Gęsia pierś pieczona w rękawie
W listopadzie gęsi królują na stołach w całej Europie. W Polsce od paru lat promowane jest jedzenie gęsiny w tym okresie. Organizowane są święta, zmieniane karty menu w restauracjach. I fajnie. Ich mięso jest wyjątkowo niedoceniane pod względem walorów smakowych i wartości odżywczych. Tłuszcz gęsi pełni funkcję afrodyzjaku, zawiera śladowe ilości tłuszczu (3-6%), a w dodatku jest bogaty w nienasycone kwasy tłuszczowe, witaminy, żelazo, magnez i białka redukujące zły cholesterol. Jeśli zatem włączymy gęsinę na stałe do jadłospisu to podziałamy profilaktycznie na nasze zdrowie. Od pewnego czasu tłuszcz gęsi mam ciągle w lodówce i smażę na nim ziemniaki i mięsa. Polecam!
Składniki:
- 1 pierś gęsia,
- kilka gałązek świeżego tymianku,
- 1 duży ząbek czosnku,
- odrobina cynamonu,
- 50 ml wody lub czerwonego wina,
- sól, pieprz,
- można użyć dodatkowo utartego kardamonu.

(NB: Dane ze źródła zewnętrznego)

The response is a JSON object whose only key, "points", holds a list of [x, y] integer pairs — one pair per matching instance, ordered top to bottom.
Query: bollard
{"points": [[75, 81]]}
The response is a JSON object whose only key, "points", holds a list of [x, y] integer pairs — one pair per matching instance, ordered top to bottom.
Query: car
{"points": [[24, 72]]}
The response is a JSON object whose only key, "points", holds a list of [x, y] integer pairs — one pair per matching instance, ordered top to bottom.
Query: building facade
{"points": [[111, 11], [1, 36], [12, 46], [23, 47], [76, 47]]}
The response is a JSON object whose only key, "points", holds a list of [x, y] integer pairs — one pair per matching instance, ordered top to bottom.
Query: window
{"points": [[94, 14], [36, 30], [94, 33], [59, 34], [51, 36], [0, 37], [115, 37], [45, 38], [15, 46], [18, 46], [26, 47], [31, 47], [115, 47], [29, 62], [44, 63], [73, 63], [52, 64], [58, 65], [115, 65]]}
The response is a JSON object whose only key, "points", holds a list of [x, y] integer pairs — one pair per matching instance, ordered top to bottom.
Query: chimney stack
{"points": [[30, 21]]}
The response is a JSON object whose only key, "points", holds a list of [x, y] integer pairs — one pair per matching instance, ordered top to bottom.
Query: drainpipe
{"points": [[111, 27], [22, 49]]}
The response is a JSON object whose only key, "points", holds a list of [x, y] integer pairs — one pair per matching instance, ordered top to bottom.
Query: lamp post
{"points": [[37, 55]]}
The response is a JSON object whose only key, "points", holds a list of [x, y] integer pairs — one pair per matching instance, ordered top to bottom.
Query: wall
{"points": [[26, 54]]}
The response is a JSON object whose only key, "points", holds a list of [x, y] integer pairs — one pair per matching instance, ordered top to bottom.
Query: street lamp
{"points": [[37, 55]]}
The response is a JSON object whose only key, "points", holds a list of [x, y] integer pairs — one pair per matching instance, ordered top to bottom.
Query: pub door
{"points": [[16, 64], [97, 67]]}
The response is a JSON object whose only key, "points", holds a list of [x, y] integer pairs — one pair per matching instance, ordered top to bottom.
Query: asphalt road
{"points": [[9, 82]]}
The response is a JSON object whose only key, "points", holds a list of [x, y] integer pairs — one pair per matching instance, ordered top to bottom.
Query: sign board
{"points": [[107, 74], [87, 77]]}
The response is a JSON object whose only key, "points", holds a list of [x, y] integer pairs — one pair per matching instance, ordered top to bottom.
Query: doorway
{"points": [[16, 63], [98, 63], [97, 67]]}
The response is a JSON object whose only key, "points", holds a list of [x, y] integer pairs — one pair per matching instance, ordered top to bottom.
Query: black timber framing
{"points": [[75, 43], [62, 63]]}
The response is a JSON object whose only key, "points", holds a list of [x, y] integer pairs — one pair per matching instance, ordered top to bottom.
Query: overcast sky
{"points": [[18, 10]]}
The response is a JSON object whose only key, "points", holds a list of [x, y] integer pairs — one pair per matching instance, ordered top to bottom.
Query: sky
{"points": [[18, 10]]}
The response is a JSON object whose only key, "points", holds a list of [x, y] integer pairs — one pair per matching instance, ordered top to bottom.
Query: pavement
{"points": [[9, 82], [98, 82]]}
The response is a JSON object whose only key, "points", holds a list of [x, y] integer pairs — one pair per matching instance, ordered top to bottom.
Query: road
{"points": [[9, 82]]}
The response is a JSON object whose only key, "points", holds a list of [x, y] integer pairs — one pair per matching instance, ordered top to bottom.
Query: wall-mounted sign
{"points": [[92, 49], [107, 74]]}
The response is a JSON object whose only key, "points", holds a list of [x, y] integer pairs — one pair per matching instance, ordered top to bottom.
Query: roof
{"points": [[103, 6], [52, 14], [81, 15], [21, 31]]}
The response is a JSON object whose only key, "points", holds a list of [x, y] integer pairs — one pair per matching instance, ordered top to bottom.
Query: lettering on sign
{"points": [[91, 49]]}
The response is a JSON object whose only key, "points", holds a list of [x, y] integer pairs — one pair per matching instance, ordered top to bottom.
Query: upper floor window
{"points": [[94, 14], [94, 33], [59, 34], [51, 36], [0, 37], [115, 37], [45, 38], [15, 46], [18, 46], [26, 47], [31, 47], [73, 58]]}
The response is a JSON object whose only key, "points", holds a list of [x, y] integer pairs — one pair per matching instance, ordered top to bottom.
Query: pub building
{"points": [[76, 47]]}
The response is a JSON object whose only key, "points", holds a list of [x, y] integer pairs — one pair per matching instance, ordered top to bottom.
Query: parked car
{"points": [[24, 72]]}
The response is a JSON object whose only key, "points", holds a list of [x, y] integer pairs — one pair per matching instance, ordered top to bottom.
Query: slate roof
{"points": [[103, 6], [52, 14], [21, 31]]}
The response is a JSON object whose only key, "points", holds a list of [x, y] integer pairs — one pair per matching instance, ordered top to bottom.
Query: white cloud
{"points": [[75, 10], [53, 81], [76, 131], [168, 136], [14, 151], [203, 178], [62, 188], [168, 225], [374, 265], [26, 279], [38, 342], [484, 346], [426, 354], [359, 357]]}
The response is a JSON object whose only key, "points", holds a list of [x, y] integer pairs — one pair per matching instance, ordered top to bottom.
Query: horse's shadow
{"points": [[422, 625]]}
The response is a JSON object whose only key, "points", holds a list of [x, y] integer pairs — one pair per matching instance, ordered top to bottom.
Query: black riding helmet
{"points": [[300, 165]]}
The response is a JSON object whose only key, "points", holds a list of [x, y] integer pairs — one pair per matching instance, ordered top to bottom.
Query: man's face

Przygotowanie: Mięso czyścimy, odcinamy od kości. Nacieramy pierś solą, pieprzem, cynamonem (i kardamonem ewentualnie), odstawiamy na około 1-2h. Obsmażamy do zrumienienia, najpierw od strony skóry około 5-10 minut i potem chwilę z drugiej strony od strony mięsa. Przekładamy do rękawa do pieczenia, wrzucamy gałązki tymianku, czosnek posiekany, podlewamy wodą lub winem i pieczemy w 180°C do miękkości (około 60 minut). Zlewamy sos po upieczeniu, można go zagęścić mąką, zimnym masłem lub śmietaną. Polać plastry piersi. Podawać z pieczonymi w tłuszczu gęsim warzywami.